Daha incelikli bir şekilde, Nazizm’in teslimiyet ve tahakkümün psikolojik cazibesinden nasıl yararlandığını dramatize etti ve alay etti.

Delmer, insanları ilgilenmelerini isteyeceği şeylerden ziyade kendi çıkarları doğrultusunda meşgul etmenin gerekliliğini anladı.

Delmer, izleyicilerinin dünyasını anlamak için elindeki her araştırma aracını kullandı. Fransa'daki partizan gruplar, askeri futbol maçlarının en son skorlarını ve polis memurlarının kullandığı araçlara ilişkin bilgileri sağladı.

Goebbels'in propagandasının ilkesi, sizi etkilemeye çalışmak, gürültücü, öfkeli kalabalığın içinde eritmekse, o zaman medya, devreye girmek için bir dizi özerk, bilinçli adım atmanızı talep ediyordu.

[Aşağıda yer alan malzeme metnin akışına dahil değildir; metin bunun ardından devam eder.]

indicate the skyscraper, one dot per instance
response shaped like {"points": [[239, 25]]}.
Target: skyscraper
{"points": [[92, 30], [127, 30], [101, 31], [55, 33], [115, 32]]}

Delmer'in hastalık taklidi yapmanıza ve cepheden kaçmanıza yardımcı olan broşürleri gibi diğer medya araçları da insanların kontrolü ele alması ve daha aktif olması için tasarlandı. İnsanları, Nazi propagandasının dayattığı rolleri oynamak yerine kendilerine rol yaratmaya teşvik etti.

Bir önemli Propaganda: Korku verme, örtülü tehdit…

Hitler’in kullandığı yöntemlerden birisi de korku. Sınıfları ve insanları korku ile elde tutma tekniğiydi. SS (Schutzstaffel) aslen Hitler'in seçkin kişisel korumasıydı. Hitler'in fanatik destekçilerinden oluşan, müthiş bir özel orduya dönüştü. Rakiplerini ortadan kaldırmak için onları infaz ekibi olarak kullandı.

SD (Sicherheitsdienst), Nazi Partisi'nin istihbarat ve güvenlik servisiydi. Heinrich Himmler ve Reinhard Heidrich komutasındaki SD, Almanya'daki her bireyin sürekli gözetim altında tutulmasını hedefliyordu. Oysa bu böyle olmadı. SS’ler kendi siyasi çıkarları çerçevesinden siyasi erklere bile korku salmaya çalıştı.

Planlı suikast girişimleri, “bakın biz olmazsak sizi kimse korumaz” çıkarımları, atanan kişilerin yerine yenisini getirmek için siyasi karalama ve girişimler, “bizim varlığımızı unutma” planlamaları. Çoğu SS yöneticiler içerisinde güce ve paraya kendini kaptırmış kişilikler tarafından planlanmaya başlamıştı. Kendi içlerinde çatışmacı görünen bu kişiliklerin sonradan çıkan belgelerde ve sorgularda beraber hareket ettikleri ortaya çıkmıştı.

SD (Sicherheitsdienst), Nazi Partisi'nin istihbarat ve güvenlik servisiydi. Heinrich Himmler ve Reinhard Heidrich komutasındaki SD, Almanya'daki her bireyin, sürekli gözetim altında tutulmasını hedefliyordu.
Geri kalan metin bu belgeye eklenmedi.